Norman Ernest Jacob

Personal information
- Full name: Norman Ernest Jacob
- Born: 9 July 1901 Neath, Glamorgan, Wales
- Died: 12 March 1970 (aged 68) Grimsby, Lincolnshire, England
- Batting: Right-handed
- Bowling: Right-arm medium

Domestic team information
- 1922: Glamorgan

Career statistics
| Competition | FC |
| Matches | 7 |
| Runs scored | 79 |
| Batting average | 6.07 |
| 100s/50s | –/– |
| Top score | 19 |
| Balls bowled | 42 |
| Wickets | – |
| Bowling average | – |
| 5 wickets in innings | – |
| 10 wickets in match | – |
| Best bowling | – |
| Catches/stumpings | 2/– |
- Source: Cricinfo, 3 July 2010

= Norman Jacob =

Welsh cricketer

Norman Ernest Jacob (9 July 1901 - 12 March 1970) was a Welsh cricketer. Jacob was a right-handed batsman who bowled right-arm medium pace.

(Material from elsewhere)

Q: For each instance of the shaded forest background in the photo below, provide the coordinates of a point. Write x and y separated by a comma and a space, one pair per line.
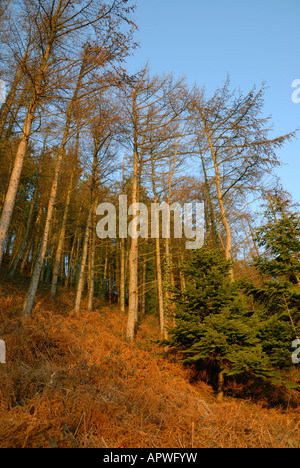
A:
76, 131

He was born at Neath, Glamorgan.

Jacob made his first-class debut Glamorgan in the 1922 County Championship against Lancashire at Old Trafford, Manchester. He played a further 6 first-class matches in the 1922 season, with his final first-class appearance for the county coming against Leicestershire at Cardiff Arms Park. In his 7 first-class matches, he scored 79 runs at a batting average of 6.07, with a top score of 19.

Jacob died at Grimsby, Lincolnshire on 12 March 1970.